We redesigned the website and Dawn is back designing and I'm in charge of admin, celebrating classic rock and writing about it. While the whole operation is tiny, it is more focused and direct. If you write to me, I write back. There's no hiding behind corporate-speak, chat bots or AI and none of the other ways that companies have to keep the public at bay. It's just me. I sort everything out. If it goes right or wrong, I get all the glory or heartache.
It's true that we don't sell much of anything, and we don't even get much traffic to be honest, just a few hundred people per day, but I don't mind. That's not the point. This isn't big business. We know we're very niche and we like it. We're not pretending that these t-shirts are artist endorsed. The point is to share the love of the music many have long forgotten, with people who still love it too; to celebrate the sounds of our lives and write about it in blogs too.
I've made loads of friendships through mutual love of often niche music. We have a customer, for example, who was at The Roundhouse to see Man on the night they recorded Maximum Darkness with John Cippolina. I love that and find it very enriching.

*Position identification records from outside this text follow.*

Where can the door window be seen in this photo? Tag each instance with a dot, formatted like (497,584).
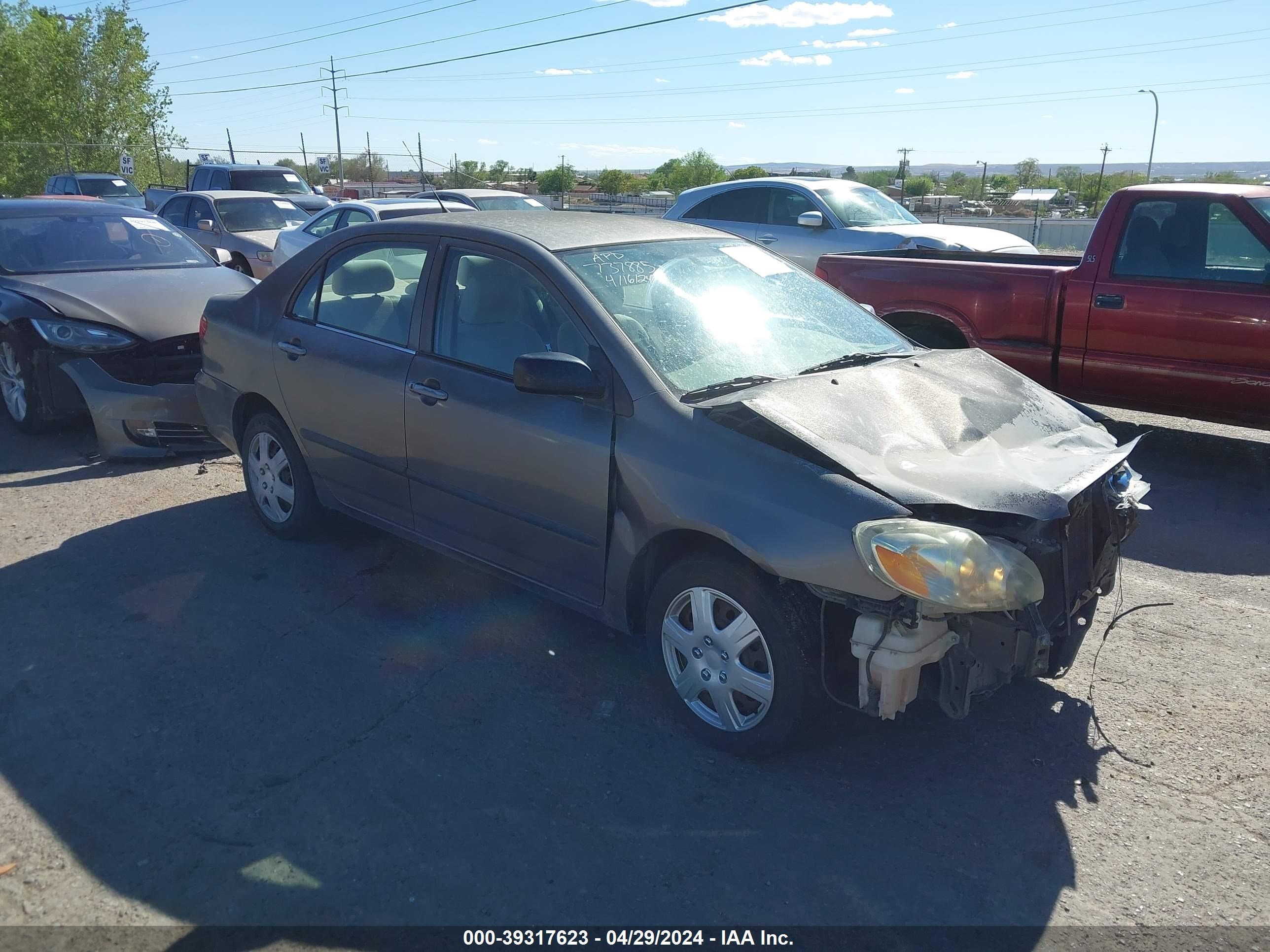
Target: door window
(370,290)
(323,224)
(741,205)
(1191,239)
(788,206)
(176,211)
(492,311)
(200,208)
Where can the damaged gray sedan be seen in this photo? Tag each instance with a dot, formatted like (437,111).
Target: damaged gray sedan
(100,310)
(685,437)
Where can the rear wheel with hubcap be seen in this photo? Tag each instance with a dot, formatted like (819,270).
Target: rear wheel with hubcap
(277,477)
(735,651)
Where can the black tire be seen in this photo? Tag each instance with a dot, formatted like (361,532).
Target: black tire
(14,351)
(304,510)
(784,617)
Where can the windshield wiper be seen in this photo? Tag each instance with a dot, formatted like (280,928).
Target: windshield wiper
(858,360)
(727,386)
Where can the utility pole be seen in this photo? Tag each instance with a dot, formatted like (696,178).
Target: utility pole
(336,107)
(903,170)
(158,160)
(1097,195)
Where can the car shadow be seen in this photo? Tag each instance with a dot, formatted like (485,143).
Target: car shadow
(354,732)
(1204,488)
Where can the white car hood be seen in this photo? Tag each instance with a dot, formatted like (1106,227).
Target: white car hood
(958,238)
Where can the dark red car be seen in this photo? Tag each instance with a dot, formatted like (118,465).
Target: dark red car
(1169,309)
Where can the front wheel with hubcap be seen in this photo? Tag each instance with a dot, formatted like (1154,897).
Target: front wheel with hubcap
(18,384)
(277,477)
(735,653)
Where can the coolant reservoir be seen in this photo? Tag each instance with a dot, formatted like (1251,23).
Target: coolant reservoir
(896,667)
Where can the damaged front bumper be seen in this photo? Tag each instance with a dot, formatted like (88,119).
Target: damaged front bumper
(977,653)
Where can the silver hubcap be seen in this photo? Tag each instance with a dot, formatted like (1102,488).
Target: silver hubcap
(718,659)
(271,479)
(13,386)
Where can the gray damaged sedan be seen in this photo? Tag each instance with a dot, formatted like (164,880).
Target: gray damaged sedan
(682,436)
(100,309)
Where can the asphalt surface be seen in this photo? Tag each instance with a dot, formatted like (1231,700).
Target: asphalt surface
(201,725)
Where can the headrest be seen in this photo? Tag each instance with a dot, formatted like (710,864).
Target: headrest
(362,277)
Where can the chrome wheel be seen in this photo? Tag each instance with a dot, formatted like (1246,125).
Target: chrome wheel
(13,385)
(271,477)
(718,659)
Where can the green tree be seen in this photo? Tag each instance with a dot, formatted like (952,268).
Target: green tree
(696,168)
(1028,172)
(615,182)
(82,85)
(557,181)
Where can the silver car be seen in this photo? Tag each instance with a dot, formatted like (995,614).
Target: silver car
(291,241)
(244,224)
(100,311)
(803,219)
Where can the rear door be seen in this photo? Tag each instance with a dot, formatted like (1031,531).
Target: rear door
(736,210)
(342,356)
(1180,312)
(517,480)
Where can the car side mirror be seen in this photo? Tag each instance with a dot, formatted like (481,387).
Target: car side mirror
(562,375)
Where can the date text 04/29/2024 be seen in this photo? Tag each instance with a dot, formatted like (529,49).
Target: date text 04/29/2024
(624,937)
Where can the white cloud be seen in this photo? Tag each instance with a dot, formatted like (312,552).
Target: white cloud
(840,45)
(620,150)
(783,58)
(801,14)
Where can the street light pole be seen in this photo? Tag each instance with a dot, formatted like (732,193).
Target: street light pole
(1151,158)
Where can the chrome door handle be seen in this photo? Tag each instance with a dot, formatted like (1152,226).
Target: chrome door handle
(427,394)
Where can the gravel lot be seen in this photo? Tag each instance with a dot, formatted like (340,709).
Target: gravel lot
(204,725)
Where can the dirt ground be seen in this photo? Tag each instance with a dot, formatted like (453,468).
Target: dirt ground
(202,725)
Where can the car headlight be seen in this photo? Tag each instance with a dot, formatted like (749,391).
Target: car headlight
(82,336)
(948,565)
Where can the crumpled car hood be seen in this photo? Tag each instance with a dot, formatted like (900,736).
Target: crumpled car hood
(150,303)
(952,427)
(955,237)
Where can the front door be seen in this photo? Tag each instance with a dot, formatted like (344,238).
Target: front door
(342,354)
(1180,315)
(517,480)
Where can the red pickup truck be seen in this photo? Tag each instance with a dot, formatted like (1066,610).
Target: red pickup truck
(1167,310)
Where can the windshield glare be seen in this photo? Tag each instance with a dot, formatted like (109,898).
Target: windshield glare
(259,214)
(863,206)
(510,204)
(280,182)
(703,311)
(94,243)
(108,188)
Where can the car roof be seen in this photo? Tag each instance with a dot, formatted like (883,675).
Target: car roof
(554,233)
(16,207)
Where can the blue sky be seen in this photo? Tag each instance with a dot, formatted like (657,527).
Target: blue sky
(802,82)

We get many people everyday offering to write blogs or something commercial but they don't understand that this is personal. I don't want any of that stuff. That's why there are no adverts. This is less a commercial place than a place of love and culture.
I think we are one of the few online businesses that's customer base average age is over 60-years-old, though most feel they're still 21. I know I do. We are the classic rock generation and our musical culture is often ignored, but we're here to balance that out in our own small way.
This is a simple wee business based around our collective love of music and the culture that surrounded it. This isn't just a marketing thing, it's a life-long passion, as having over 13,000 albums probably proves.
I hope you'll read some of my blogs, they often document a time now long gone, the victories and losses of the counterculture and a rough upbringing and those long, cold nights camping out in a queue for tickets, along with my thoughts on the culture, days gone by and rock life experiences
When we started in 2002, we used hand-weeded, single-colour digitally cut vinyl, these days everything is printed using huge state-of-the-art Kornit DTG (direct-to-garment) printers. These massive machines cost our printers a small fortune but allow beautiful bright & sharp full colour prints.
Somewhere along the way, I hope we can do something you like, but if we don't, hey, that's fine too.
Thanks for sticking around and like Spinal Tap, I think you’ll enjoy our new direction...
Cheers, Johnny
July 2025
Just to restate, none of our t-shirts are endorsed by the musicians or bands and we've never pretended they are.